• Concert de la Capella de Saint Pétersbourg à l'Opéra de Rouen

    Mardi après avoir longé les gravas odorants du défunt Palais des Congrès, je me rapproche par la diagonale de l’Opéra. Une place en corbeille m’y attend, pas bonne pour les genoux. Je les cale en biais n’ayant pas de voisinage à ma gauche. D’autres sont bien plus mal placé(e)s que moi. La musique russe attire du monde.

    La Capella de Saint Pétersbourg est l’invitée, dirigée par le vieux chef Vladislav Tchernouchenko. Le concert est en deux temps, musique religieuse, musique populaire.

    La soixantaine de choristes entre en scène. Les hommes sont en costumes noirs identiques, mêmes chaussures noires,  mêmes chemises blanches et mêmes nœuds papillon. Les femmes portent des robes semblables qui semblent sortir d’un magasin d’accessoires pour péplum. Le chef, lui, a une chasuble noire. Il est très prolétarien d’allure et était déjà à la tête de la Capella (le plus célèbre chœur russe, vieux de cinq cents ans) du temps de la glorieuse Union Soviétique, osant lui faire chanter de la musique religieuse « à une époque où l’interdiction absolue de jouer un tel répertoire régnait », m’apprend le livret-programme.

    C’est d’abord la Liturgie selon Saint Jean Chrysostome de Piotr Illich Tchaïkovski, puis des œuvres de compositeurs bien moins connus : Alexandre Andreievitch Arkhangelsky, César Cui et Pavel Grigorievitch Tchesnokov (ce dernier ayant composé plus de cinq cents œuvres chorales avant de se taire définitivement après la destruction de sa chapelle sur ordre du Parti Communiste).

    Chaque soliste salue raidement, et leur chef modestement. A l’entracte, tout le monde est content dans le public bavardant. L’un s’étonne que dans ce chœur les femmes soient placées derrière les hommes et j’en entends un autre dire :

    -Ils sont pas beaux mais qu’est-ce qu’ils chantent bien.

    A la reprise, le chef revient comme précédemment du côté cour (il me semble que c’est la première fois que je vois ça, ses collègues surgissant du côté jardin) et relance la machine bien huilée pour une dizaine de chants populaires.
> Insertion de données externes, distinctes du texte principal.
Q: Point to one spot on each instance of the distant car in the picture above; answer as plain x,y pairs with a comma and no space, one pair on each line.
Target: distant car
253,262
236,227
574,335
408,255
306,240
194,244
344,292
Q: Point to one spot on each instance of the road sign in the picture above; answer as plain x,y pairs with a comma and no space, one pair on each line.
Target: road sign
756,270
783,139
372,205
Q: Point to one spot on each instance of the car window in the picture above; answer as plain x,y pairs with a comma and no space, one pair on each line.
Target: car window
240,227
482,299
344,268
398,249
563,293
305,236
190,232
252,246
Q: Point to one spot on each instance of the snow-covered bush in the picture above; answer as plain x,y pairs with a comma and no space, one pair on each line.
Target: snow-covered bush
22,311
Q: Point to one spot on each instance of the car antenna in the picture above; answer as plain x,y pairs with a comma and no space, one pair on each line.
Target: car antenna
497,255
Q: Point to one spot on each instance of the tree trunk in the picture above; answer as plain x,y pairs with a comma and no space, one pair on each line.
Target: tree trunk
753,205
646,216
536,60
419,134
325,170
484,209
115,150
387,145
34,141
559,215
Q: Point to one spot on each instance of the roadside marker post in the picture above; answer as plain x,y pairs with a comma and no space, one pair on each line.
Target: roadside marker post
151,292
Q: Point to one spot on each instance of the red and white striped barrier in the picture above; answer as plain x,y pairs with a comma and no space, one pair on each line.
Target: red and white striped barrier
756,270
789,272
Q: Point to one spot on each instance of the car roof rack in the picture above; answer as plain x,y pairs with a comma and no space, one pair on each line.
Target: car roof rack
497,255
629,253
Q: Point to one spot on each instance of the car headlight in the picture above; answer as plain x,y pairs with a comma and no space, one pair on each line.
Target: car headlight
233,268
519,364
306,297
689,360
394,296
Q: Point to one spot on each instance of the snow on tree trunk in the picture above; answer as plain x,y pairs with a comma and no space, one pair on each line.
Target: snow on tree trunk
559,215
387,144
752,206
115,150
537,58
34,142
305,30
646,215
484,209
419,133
Le succès est là qui enclenche les rappels. Avant le troisième, Vladislav Tchernouchenko se tourne vers le public et lance le seul mot anglo-français qu’il doit connaître « Final ».

    Je déplie prudemment mes jambes et remet ma veste alors que disparaissent les dernières chanteuses aux robes fâcheuses. Dans l’escalier, je croise l’une de mes connaissances qui me conseille de ne pas l’embrasser. Elle est aphone ayant « attrapé le virus ».

    -Ça ne t’empêche pas d’entendre, j’espère ?

    Heureusement non, et elle a beaucoup aimé, ce concert ayant caressé son âme russe.

    -On a tous l’âme russe, lui dis-je alors qu’elle part de son côté et moi du mien. 

    Je ne sais si c’est une conséquence des travaux de démolition du Palais des Congrès mais à sa proximité l’éclairage public est en panne. La rue Saint-Romain est comme on dit plongée dans l’obscurité, et ma ruelle également.

    Par chance, je connais les lieux comme mes pieds et trouve sans difficulté le trou de la serrure.

    *

    Je regarde nos photos de Venise. Elle m’y a photographié devant une maison portant comme numéro de rue mon année de naissance et je l’ai photographiée devant une autre, plus loin, portant comme numéro la sienne. Devant le numéro deux mille cinq cent douze, nous avons songé à celui ou celle dont ce sera l’année de naissance et qui s’y fera photographier, si le monde existe encore.